A lot of things got better when they moved to Dodge City. The house Bob built for the family was an enormous improvement over their little shack at the fort. Buffalo hunters and Indians were becoming a distant memory, but the whores were everywhere . Laughing and lewd, or drunk and desperate. Walking the streets, browsing in the store. Leaning from second-story windows, calling out to passersby.
Alice insisted that Belle’s dresses be made in dark, sober colors and expensive fabrics, to avoid her being taken for one of them . “You never know who might be watching, Belle,” her mother told her over and over, “so you must conduct yourself as a lady at all times.” Alice allowed Belle to go out only between the hours of ten and noon, so her maiden eyes would not be subject to the spectacle of open prostitution. As though Belle hadn’t seen worse, back at the fort. As though she didn’t know what her own father was doing over at Bessie Earp’s bordello.
Since Belle’s last birthday, Alice’s concern for her daughter’s future had bubbled into a rolling boil of desperation. “Even if we started planning a wedding tomorrow, you’d be sixteen before your first baby.”

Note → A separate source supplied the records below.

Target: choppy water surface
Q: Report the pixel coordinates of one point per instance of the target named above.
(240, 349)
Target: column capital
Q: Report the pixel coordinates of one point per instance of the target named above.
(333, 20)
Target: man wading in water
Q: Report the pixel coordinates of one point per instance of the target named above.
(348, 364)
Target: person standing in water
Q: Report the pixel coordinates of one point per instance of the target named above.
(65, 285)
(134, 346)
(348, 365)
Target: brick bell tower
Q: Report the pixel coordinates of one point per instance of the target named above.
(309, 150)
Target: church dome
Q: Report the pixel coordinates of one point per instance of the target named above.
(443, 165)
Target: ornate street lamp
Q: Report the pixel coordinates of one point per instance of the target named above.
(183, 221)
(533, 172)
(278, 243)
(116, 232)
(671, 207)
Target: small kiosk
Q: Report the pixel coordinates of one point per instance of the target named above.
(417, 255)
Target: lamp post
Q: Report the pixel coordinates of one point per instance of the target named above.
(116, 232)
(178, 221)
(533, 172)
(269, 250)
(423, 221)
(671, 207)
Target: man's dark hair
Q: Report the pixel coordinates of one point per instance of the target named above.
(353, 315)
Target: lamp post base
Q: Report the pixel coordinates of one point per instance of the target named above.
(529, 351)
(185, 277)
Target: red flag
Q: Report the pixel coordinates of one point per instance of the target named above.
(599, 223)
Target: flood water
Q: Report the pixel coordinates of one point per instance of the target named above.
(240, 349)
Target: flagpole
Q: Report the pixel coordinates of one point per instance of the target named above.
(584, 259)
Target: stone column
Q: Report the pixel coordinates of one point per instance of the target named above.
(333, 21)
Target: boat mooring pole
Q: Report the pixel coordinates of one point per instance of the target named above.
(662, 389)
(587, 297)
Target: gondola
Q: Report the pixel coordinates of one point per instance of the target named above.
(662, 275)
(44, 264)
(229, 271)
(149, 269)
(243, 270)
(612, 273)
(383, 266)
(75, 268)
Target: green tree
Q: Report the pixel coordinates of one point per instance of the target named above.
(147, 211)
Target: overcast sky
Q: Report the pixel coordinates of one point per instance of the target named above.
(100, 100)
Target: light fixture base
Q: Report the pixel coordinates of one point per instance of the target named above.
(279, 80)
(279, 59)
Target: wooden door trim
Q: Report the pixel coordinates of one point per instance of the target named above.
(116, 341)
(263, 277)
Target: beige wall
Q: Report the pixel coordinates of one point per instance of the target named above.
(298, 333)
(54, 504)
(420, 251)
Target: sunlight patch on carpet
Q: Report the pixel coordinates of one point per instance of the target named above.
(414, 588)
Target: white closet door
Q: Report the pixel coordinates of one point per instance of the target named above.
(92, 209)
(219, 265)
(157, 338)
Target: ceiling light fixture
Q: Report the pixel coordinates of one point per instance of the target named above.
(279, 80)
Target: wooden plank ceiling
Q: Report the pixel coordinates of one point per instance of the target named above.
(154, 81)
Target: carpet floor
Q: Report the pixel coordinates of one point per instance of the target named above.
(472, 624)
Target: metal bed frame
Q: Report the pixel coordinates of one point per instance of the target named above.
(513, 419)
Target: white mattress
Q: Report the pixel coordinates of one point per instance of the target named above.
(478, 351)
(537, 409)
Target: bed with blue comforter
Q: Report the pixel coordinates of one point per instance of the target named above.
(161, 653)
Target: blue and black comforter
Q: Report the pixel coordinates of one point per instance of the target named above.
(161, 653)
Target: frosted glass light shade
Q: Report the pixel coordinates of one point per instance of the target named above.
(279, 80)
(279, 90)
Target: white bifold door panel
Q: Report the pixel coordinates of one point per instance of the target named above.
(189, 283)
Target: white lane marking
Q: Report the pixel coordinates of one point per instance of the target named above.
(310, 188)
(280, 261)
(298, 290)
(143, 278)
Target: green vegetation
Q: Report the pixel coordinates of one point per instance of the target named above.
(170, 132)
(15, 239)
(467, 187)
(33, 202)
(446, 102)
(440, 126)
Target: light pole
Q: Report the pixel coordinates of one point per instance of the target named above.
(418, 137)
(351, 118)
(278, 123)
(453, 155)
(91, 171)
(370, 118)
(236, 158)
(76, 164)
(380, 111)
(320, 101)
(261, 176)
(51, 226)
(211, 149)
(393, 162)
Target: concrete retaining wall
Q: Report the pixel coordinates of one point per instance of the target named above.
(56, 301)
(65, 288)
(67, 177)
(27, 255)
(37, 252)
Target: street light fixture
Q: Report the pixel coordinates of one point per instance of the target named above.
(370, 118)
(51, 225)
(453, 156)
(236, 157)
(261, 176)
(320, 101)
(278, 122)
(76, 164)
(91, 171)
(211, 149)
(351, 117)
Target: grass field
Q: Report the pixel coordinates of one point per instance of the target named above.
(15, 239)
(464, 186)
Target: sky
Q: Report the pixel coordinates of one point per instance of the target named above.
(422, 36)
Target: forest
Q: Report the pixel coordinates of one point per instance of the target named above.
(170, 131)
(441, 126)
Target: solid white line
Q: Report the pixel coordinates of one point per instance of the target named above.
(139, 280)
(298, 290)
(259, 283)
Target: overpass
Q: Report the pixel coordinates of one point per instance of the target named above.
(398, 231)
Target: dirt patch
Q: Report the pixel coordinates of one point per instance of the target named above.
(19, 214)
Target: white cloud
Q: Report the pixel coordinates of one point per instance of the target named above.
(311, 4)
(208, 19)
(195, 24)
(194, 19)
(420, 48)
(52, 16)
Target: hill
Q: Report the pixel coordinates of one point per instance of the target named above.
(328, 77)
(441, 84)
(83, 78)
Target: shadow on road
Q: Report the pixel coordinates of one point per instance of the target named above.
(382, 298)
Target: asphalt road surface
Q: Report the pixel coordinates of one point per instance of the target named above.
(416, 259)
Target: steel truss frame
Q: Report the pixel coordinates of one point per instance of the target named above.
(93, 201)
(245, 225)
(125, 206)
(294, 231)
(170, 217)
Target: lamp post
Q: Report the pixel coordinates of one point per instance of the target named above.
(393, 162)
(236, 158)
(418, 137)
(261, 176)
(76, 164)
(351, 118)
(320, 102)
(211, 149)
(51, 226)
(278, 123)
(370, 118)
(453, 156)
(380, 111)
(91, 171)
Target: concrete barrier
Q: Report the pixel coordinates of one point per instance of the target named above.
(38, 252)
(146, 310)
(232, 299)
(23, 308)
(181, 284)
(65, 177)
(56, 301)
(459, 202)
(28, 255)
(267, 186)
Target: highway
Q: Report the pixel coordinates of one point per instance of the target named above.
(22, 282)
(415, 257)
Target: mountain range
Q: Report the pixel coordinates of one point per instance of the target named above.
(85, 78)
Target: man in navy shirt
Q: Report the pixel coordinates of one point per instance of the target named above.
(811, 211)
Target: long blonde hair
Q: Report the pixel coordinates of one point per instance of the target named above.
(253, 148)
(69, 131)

“Don’t fret, Mother,” Belle replied, selecting the voice of Sweet Reason. “Abraham and Sarah had a baby when she was ninety-nine, so I guess I have a few years left.”

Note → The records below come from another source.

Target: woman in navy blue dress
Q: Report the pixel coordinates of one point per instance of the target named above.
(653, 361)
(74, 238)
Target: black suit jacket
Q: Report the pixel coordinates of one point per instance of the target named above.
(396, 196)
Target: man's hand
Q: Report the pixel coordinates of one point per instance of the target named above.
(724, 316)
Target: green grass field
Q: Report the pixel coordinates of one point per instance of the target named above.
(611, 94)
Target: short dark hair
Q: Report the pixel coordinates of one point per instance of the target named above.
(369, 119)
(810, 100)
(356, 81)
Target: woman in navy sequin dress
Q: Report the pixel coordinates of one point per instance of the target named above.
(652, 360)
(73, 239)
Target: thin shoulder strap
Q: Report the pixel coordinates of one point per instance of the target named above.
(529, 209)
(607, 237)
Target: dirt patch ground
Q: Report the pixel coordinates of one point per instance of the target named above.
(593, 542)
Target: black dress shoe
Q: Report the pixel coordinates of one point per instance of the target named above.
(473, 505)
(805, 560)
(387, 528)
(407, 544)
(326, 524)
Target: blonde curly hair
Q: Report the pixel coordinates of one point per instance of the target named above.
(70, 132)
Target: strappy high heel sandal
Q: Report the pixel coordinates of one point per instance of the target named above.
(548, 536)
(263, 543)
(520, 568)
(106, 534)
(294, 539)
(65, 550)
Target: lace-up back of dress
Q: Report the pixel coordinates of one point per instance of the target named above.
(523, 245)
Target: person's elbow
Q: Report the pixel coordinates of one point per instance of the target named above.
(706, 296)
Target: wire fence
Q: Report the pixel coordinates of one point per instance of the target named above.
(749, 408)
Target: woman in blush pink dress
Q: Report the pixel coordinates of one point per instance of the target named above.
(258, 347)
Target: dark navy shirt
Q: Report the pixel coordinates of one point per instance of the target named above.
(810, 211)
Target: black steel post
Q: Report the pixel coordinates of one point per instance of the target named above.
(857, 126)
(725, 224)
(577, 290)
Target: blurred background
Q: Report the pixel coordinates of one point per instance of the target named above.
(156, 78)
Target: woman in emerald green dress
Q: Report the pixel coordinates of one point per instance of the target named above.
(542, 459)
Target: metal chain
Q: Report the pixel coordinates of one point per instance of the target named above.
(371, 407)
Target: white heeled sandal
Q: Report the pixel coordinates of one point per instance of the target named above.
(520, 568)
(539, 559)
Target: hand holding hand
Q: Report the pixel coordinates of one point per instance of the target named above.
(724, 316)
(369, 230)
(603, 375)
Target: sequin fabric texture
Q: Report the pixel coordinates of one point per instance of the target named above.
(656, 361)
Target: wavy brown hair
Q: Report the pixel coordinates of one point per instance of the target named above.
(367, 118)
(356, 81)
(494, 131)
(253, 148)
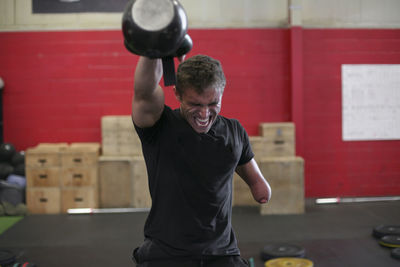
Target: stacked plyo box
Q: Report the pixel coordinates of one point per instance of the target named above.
(122, 170)
(79, 176)
(43, 172)
(61, 177)
(274, 151)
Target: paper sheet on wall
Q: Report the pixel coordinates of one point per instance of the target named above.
(371, 102)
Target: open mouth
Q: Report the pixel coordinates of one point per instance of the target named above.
(202, 122)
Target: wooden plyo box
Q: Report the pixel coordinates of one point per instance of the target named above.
(123, 182)
(43, 156)
(119, 137)
(43, 177)
(286, 178)
(43, 200)
(241, 193)
(275, 140)
(79, 197)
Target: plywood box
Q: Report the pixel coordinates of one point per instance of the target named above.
(43, 177)
(79, 197)
(79, 176)
(286, 178)
(40, 200)
(277, 130)
(264, 147)
(119, 137)
(241, 193)
(44, 156)
(123, 182)
(80, 155)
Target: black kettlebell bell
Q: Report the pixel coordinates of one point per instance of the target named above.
(157, 29)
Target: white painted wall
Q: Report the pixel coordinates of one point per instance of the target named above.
(16, 15)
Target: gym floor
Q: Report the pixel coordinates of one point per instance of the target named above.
(335, 235)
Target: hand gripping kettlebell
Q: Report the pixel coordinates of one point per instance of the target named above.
(157, 29)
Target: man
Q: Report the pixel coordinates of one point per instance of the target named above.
(191, 154)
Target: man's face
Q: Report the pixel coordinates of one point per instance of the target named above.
(201, 111)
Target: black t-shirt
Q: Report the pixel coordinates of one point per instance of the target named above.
(190, 181)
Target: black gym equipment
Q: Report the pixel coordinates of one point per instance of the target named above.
(279, 250)
(1, 110)
(157, 29)
(395, 253)
(5, 170)
(7, 151)
(18, 158)
(383, 230)
(391, 241)
(6, 257)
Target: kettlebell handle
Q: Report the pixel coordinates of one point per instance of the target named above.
(168, 61)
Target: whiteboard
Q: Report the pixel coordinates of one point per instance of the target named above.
(370, 102)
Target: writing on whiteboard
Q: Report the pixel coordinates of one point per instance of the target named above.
(370, 102)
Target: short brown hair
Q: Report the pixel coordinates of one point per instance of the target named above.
(199, 73)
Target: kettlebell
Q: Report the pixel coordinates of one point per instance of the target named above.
(157, 29)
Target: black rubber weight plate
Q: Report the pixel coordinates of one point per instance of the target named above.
(289, 262)
(395, 253)
(279, 250)
(382, 230)
(391, 241)
(6, 257)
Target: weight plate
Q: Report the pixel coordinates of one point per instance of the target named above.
(395, 253)
(391, 241)
(6, 257)
(382, 230)
(289, 262)
(279, 250)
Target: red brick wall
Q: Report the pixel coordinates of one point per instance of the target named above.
(59, 84)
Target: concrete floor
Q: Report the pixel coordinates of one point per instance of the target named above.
(337, 235)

The remark earned her a slap, but it was worth it.
All year, Belle had endured a series of her mother’s dreary Sunday dinners, each one a transparent job interview. A visiting banker, lumpish and self-important. A railroad man, bumptious and balding. Tommy McCarty, son of the town’s doctor, who was nice enough, really, but boring. A cattleman’s nephew, educated at Harvard, who could only talk about how sophisticated Boston was and how he couldn’t wait to go back East.
Don’t let me stop you, Belle thought. There’s a train leaving in the morning.
The latest, and most persistent, in this tiresome procession was Elijah Garrett Grier, who’d been calling on the Wrights regularly for months. Eli Grier was from a prominent Connecticut family and he was a war hero, her mother told Belle before the gentleman arrived that first Sunday. Even Belle had to admit that Captain Grier had seemed like a real possibility when he rode up to the house on his beautiful Arabian mare. Slim and straight-backed, good-looking and worldly, Eli Grier was almost as old as her father, but with his well-brushed tailored uniform, and his silver captain’s bars, and his tall cavalry boots all shined up, he was quite handsome.